Sun Mad by Esther Hernandez

Sun Mad  by Esther Hernández

Think about this poster in relation to Estrella’s thoughts about the image on the “red raisins box” in Under the Feet of Jesus. This passage appears on pages 49-50.

Here’s a trailer from an upcoming documentary called Song for Cesar about the musicians involved in the farmworkers’ rights movement:

trailer from Song for Cesar

Here is an illustration by Andy Zermeno (1962-1993), who did many illustrations in support of the United Farm Workers:

By Andy Zermeno

Farmworkers Cutting Sugar Beets By Andy Zermeno

How does he use art to show the difficulty of the labor?

 

Pesticides, Health Care, and Farmworkers’ Rights

Under the Feet of Jesus is in some ways a novel about pesticide exposure and lack of access to health care for agricultural workers who on the one hand may have to travel many miles to reach an understaffed clinic and on the other may not want to report sickness or injuries because of fear of deportation.  Even if they have documents declaring their right to be in the U.S., they may be detained, imprisoned, or even deported because of their occupation and skin color.

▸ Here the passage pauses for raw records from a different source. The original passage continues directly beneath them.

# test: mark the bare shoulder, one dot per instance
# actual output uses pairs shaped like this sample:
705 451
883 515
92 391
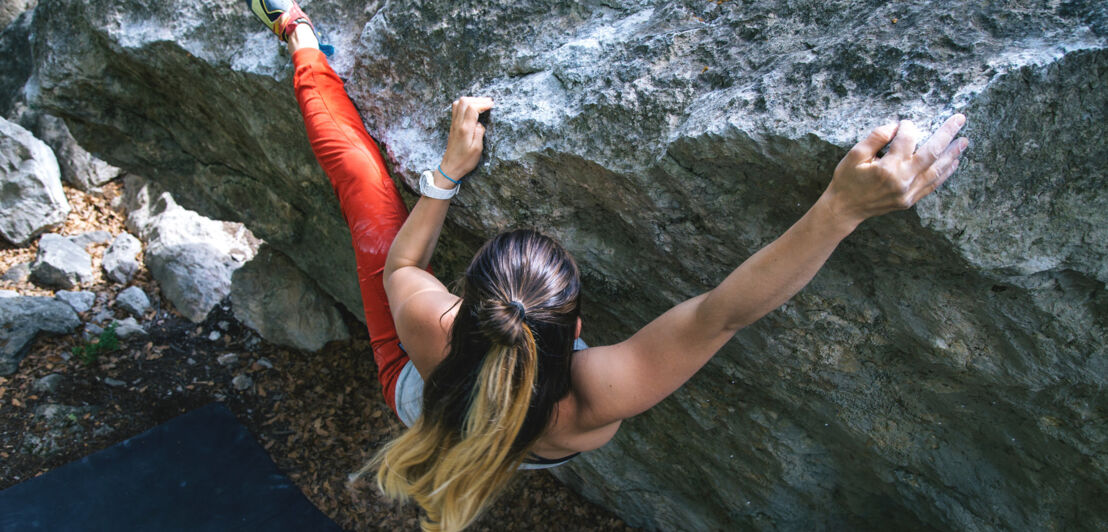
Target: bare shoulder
423 321
575 427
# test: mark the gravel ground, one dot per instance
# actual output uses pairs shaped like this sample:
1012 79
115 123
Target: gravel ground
320 416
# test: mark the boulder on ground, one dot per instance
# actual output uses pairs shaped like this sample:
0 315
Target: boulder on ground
18 273
121 258
63 426
81 300
11 9
272 296
78 166
944 370
31 196
127 327
191 256
22 318
91 237
60 263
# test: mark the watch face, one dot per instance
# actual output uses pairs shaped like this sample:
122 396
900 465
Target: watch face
427 187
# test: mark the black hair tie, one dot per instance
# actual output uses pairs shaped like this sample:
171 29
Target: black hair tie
519 306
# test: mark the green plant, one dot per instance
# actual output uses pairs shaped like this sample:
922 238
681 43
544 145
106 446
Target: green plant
108 341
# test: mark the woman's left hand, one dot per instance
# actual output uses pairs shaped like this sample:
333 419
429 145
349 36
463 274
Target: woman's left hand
465 140
865 185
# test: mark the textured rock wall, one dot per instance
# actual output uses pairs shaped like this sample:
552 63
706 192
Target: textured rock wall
946 368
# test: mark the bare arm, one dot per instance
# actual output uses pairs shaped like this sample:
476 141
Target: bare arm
417 298
617 381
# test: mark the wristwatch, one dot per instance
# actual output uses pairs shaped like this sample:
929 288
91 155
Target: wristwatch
427 187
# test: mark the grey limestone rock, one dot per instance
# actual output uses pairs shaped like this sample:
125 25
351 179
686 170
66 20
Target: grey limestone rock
63 427
134 300
60 263
11 9
192 257
91 237
80 300
31 196
272 296
78 166
18 273
121 262
23 318
944 370
49 384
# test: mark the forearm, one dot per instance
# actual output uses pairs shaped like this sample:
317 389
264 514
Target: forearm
417 238
777 272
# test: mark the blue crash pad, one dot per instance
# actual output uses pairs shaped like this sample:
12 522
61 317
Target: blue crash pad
202 471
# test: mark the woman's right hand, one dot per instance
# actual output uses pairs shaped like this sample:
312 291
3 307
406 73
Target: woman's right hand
865 185
465 140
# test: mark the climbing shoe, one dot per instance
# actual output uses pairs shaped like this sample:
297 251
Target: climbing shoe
281 17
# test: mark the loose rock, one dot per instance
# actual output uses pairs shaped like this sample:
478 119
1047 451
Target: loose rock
31 196
23 318
60 263
664 143
121 262
49 384
63 425
18 273
129 327
191 256
78 166
91 237
134 300
80 300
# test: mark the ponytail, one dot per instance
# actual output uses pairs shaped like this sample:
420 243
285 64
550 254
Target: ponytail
490 399
452 477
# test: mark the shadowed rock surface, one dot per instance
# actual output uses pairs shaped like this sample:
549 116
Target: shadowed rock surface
944 370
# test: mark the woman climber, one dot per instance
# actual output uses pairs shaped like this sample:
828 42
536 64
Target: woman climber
495 379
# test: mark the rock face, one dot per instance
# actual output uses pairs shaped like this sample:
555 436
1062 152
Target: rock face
944 370
60 263
273 297
31 196
191 256
120 262
78 166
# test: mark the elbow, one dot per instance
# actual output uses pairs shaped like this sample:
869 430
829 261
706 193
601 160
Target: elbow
718 316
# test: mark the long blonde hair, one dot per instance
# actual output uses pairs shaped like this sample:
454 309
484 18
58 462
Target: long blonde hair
493 395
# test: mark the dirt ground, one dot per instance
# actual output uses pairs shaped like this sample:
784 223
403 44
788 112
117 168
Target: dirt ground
320 416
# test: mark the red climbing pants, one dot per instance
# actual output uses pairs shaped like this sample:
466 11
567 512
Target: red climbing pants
369 201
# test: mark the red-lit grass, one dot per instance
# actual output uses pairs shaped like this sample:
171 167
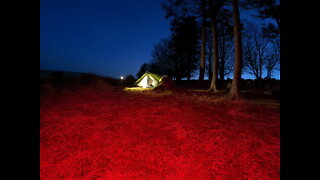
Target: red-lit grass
111 134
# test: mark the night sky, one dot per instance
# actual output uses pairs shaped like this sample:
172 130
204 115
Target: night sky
105 37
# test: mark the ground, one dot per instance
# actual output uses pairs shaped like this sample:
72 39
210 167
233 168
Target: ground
134 134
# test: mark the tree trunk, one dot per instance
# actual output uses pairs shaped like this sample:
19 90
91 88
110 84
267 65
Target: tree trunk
210 64
214 81
203 39
235 86
222 57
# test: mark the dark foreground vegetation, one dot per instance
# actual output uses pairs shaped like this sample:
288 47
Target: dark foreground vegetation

Among the estimated two million agricultural workers in the United States, physicians diagnose 10,000 to 20,000 pesticide poisonings each year.

“NIOSH Pesticide Poisoning Monitoring Program Protects Farmworkers.” DHHS (NIOSH) Publication Number 2012-108 (Department of Health and Human Safety, National Institute for Occupational Safety and Health).

From: farmworkerjustice.org:

“There is no national surveillance system for acute pesticide illness reporting and no surveillance system for tracking chronic illness related to pesticide exposure. 30 states require health professionals to report suspected pesticide poisoning, but many incidents go unreported due to a number of factors, including workers’ failure to seek medical care, workers seeking medical care in Mexico, medical misdiagnosis, and health provider failure to report. Factors deterring farmworkers and their families from seeking medical care for pesticide illness include lack of health insurance, language barriers, immigration status, cultural factors, lack of transportation, lack of awareness of or exclusion from workers’ compensation benefits, and fear of job loss.”